We reached Morjim last night. I woke up early. My cousins did not sleep all night & are asleep now, giving me time to read & write. There has been none till now. If we weren’t driving to some place, we were in the pool or dancing in the room. It is very hard to find time for yourself on trips that are meant for catching up.
In addition, we are all very different types of travellers. Some of us like to live it up & some want to lay really really low. & when it is a bigger bunch, I believe everyone is accommodating everyone else in their way of travel, trying to find a golden mean, if there is ever such a thing.
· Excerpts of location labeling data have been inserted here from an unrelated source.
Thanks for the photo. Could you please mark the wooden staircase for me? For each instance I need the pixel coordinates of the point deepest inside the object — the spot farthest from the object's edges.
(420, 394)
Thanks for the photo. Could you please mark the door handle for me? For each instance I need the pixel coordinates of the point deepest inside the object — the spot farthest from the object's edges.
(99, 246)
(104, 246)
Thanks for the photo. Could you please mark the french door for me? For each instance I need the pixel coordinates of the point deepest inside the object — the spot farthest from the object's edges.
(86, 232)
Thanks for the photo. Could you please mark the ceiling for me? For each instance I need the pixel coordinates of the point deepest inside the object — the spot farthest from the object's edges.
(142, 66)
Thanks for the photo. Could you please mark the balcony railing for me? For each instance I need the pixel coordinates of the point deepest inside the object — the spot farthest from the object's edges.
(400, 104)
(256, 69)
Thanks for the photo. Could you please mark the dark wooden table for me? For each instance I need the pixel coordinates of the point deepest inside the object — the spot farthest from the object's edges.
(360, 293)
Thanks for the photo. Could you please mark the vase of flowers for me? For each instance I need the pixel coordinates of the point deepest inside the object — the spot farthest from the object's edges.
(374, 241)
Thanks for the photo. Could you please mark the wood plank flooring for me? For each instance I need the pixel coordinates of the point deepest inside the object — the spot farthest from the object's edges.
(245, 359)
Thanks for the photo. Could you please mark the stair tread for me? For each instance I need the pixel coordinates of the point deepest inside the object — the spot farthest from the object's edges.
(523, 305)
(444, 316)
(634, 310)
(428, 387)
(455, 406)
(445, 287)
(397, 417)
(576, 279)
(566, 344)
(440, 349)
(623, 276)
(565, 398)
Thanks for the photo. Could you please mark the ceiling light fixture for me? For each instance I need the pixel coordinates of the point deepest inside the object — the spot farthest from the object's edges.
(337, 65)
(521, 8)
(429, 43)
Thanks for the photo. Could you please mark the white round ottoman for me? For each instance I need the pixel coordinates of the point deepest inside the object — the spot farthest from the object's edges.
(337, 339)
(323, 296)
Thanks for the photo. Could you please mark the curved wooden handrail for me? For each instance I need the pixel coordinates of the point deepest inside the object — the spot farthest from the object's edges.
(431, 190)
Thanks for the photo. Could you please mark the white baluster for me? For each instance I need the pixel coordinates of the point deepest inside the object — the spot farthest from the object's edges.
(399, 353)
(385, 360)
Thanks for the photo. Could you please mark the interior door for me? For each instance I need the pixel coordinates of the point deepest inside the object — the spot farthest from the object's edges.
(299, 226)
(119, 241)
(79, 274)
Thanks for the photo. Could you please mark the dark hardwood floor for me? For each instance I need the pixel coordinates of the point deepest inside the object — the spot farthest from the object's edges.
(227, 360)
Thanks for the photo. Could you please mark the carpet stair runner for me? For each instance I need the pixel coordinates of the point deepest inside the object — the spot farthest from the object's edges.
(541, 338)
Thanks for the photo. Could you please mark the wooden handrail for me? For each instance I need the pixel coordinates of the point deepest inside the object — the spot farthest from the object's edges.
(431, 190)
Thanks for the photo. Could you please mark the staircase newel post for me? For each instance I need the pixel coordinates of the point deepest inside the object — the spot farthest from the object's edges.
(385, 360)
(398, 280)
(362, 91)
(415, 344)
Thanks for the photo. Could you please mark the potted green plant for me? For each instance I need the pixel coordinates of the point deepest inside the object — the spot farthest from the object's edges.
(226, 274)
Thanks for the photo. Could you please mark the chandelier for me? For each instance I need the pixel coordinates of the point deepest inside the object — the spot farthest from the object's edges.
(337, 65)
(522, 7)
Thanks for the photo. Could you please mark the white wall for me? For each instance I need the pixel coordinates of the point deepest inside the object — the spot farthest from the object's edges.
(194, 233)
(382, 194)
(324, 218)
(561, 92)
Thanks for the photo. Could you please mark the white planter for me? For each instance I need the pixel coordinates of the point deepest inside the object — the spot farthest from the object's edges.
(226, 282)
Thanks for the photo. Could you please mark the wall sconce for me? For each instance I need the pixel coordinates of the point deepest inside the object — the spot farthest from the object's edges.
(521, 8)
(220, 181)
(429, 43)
We are doing really well till now.

We were sitting at the only restaurant near the beach that had Kings beer. The owner and his friend had money on the Snooker game they were playing. I was imposing my company on them. They were both from Kashmir. When people who live in 2 places talk of a place, you know which one they consider home. Kashmir is their home, Goa baffles them. They asked me questions about my trip. On finding out that I was with my cousins, uncle looked up for his game and said “not boyfriends?” then he went on to add, with apparent pleasure “No one does that. That is so nice. You are a good bunch.”

We reached Palolem yesterday. No matter how many times I come to Goa there’s always a new place to visit & new things to see. Still, everything reminds me of everything else.
Today everything reminded me of a time in the past when I had come to this part of Goa. Everything was so different. I had come with my then boyfriend, who I was very dependant on, in those times, I was reckless, trying to make up for my lost time in fun and adrenaline rushes. The water was clear & blue.
Many years later, I am here with family. I don’t get drunk, cry & make calls. I walk, think, write & swim. I feel proud of who I’ve become.
But now I can see oil on the beach water. It breaks my heart. When I see no stars in the night sky, I imagine a future where children will think of stars as myth, as something from the past, what nursery rhyme will they sing then? I hope they feel proud of who they become.